27. A method of predicting the size of a dog that will be attained in adulthood, the method comprising:

(a) inputting data of the nucleotide(s), and optionally the breed origin of the nucleotide(s), present at one or more SNP marker positions in the dog's genome as defined in any one of claims 1 to 3 to a computer system;

(b) comparing the data to a computer database, which database comprises information relating to one or more polymorphisms identified in Table 1 or 2 and their association with the size of a dog in adulthood; and

(c) predicting on the basis of the comparison the size of the dog that will be attained in adulthood.

28. A computer program encoded on a computer-readable medium and comprising program code means which, when executed, performs all the steps of claim 27, or a computer system arranged to perform a method according to claim 27 comprising:

(a) means for receiving data of the nucleotide(s) present at one or more SNP marker positions in the genome of a dog;

(b) a module for comparing the data with a database comprising one or more polymorphisms identified in Table 1 or 2 and their association with the size of a dog in adulthood; and

(c) means for predicting on the basis of said comparison the size of the dog that will be attained in adulthood.

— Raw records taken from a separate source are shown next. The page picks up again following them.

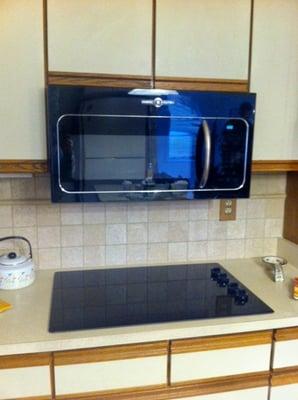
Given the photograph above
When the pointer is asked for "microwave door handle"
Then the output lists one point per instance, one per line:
(207, 141)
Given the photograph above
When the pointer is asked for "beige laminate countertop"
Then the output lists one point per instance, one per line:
(24, 329)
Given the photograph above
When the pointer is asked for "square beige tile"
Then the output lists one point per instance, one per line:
(49, 258)
(71, 235)
(137, 213)
(179, 211)
(178, 251)
(24, 215)
(43, 187)
(48, 215)
(217, 230)
(136, 253)
(94, 256)
(178, 231)
(94, 214)
(255, 228)
(5, 189)
(116, 213)
(254, 247)
(116, 255)
(158, 212)
(236, 229)
(137, 233)
(235, 248)
(216, 249)
(49, 236)
(157, 252)
(29, 233)
(197, 251)
(116, 234)
(198, 210)
(71, 214)
(72, 257)
(5, 216)
(198, 230)
(158, 232)
(94, 234)
(23, 188)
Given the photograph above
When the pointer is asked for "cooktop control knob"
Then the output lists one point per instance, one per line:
(241, 297)
(222, 280)
(214, 273)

29. A kit for carrying out the method of claim 1, comprising a probe or primer that is capable of detecting a polymorphism as defined in any one of claims 1 to 3.

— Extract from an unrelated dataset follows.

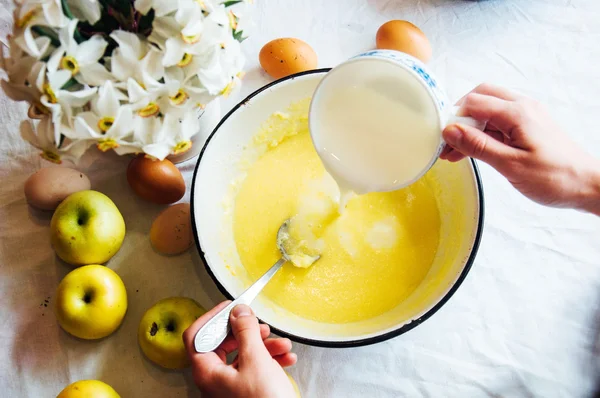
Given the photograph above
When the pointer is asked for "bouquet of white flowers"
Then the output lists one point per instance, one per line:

30. A method of managing a disease condition influenced by the size of the dog, comprising predicting the size that the dog will attain in adulthood by the method of claim 1, wherein the dog has been determined to be susceptible to a condition influenced by size, and providing recommendations to the dog owner or dog carer to enable the management of the growth rate or size of the dog and to thereby reduce the likelihood of symptoms of the disease developing in the dog.

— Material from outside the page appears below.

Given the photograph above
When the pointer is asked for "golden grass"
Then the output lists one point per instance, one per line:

31. The method according to claim 30, wherein the disease is canine hip dysplasia (CHD).

32. A method of determining whether the genome of a dog contains one or more SNP marker(s) predictive of the size that a dog will attain in adulthood, comprising typing the nucleotide(s) present for a SNP marker present in the genome of the dog at a position equivalent to position 201 in one or more of the sequences identified in Table 1, and/or at one or more positions which are in linkage disequilibrium with any one of these positions, and optionally further comprising determining the breed origin of the nucleotide(s) present for a SNP marker.

33. Use of one or more SNP marker(s) present in the genome of a dog at a position equivalent to position 201 in one or more of the sequences identified in Table 1, and/or at one or more positions which are in linkage disequilibrium with any one of these positions for predicting the size that a dog will attain in adulthood.